子どもも大人もみんな”まちのこ”。まちのこ団が夢見る世界とは《団長インタビュー・後編》
こんにちは、まちのこ団です。
この記事は、まちのこ団・団長のインタビュー記事の後編です。
前編はぜひこちらからご覧ください。
ーー大学をたまたまサボった日の「あそび」との運命の出会いから、自身の原体験と重なって「あそび」の魅力を知っていく。そこでの出会いが自身の「居場所」にもなり、今の「まちのこ団」の原点にもなっていく。これが前編までのお話でした。
排除ではなく理解。その理由を探しにカナダ留学
《ーー大学卒業後は、就職ではなくカナダに留学。目的は何だったのでしょうか。》
カナダに留学した目的は2つありました。1つは、大学での学びをより深めるためです。大学の研究テーマは政治論で、大まかに言うと国や人の正義とは何かということを学んでいました。カナダの政治哲学、特に多文化共生の連邦制について学びたいという思いがありました。
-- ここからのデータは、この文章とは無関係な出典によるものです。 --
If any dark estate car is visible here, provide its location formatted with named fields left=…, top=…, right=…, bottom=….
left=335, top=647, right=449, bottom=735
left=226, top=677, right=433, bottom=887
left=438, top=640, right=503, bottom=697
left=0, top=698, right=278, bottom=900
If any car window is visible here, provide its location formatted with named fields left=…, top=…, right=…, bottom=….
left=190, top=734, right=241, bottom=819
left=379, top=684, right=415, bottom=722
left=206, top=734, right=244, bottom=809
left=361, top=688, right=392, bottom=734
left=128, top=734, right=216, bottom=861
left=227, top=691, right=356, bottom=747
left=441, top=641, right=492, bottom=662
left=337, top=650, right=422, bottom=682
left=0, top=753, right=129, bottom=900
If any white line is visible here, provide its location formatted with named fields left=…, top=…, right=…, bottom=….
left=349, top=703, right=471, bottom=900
もう1つは、「あそび」の可能性を試すというものです。大学での学びに繋がりますが、お互いの正義のぶつかり合いが混乱を生む現実に対して、「あそび」は、音楽やアートがそうであるように、思想や正義、文化や言葉の違いを越えて分かり合え、共通体験できるものかもしれないという仮説です。移動式あそび場で見た光景がひとつのきっかけになっています。
正義や、何かを正しいと判断するとき、人にはそれぞれ基準があり、それはアイデンティティや所属しているコミュニティ、国、慣習やモラルなどによって様々ですが、それらは共通言語があるからこそ成り立つものでもあります。
一方で、あそびは言葉が伝わらなくてもできる。言語というレベルに達していないあそびなら、逆にそれらを超越して分かり合うことができるのではないか、そういうイメージでした。
背景には、自身の幼少期の体験が強く影響していて、大学で政治論を学ぼうと思った動機もそこにあります。高校生の頃に一度カナダに短期留学したことがあり、そこでカナダの多様性、異文化理解度の高さや、違いを受け入れる寛容性に驚き、同時に大きな魅力を感じました。日本とどうしてこんなにも違うんだろう、という疑問が原動力になっています。
カナダで感じた他者理解のヒント①「あそび」
1つ目の目的は、資金面と語学面が追いつかず叶いませんでしたが、「あそび」の部分では手ごたえを感じることができました。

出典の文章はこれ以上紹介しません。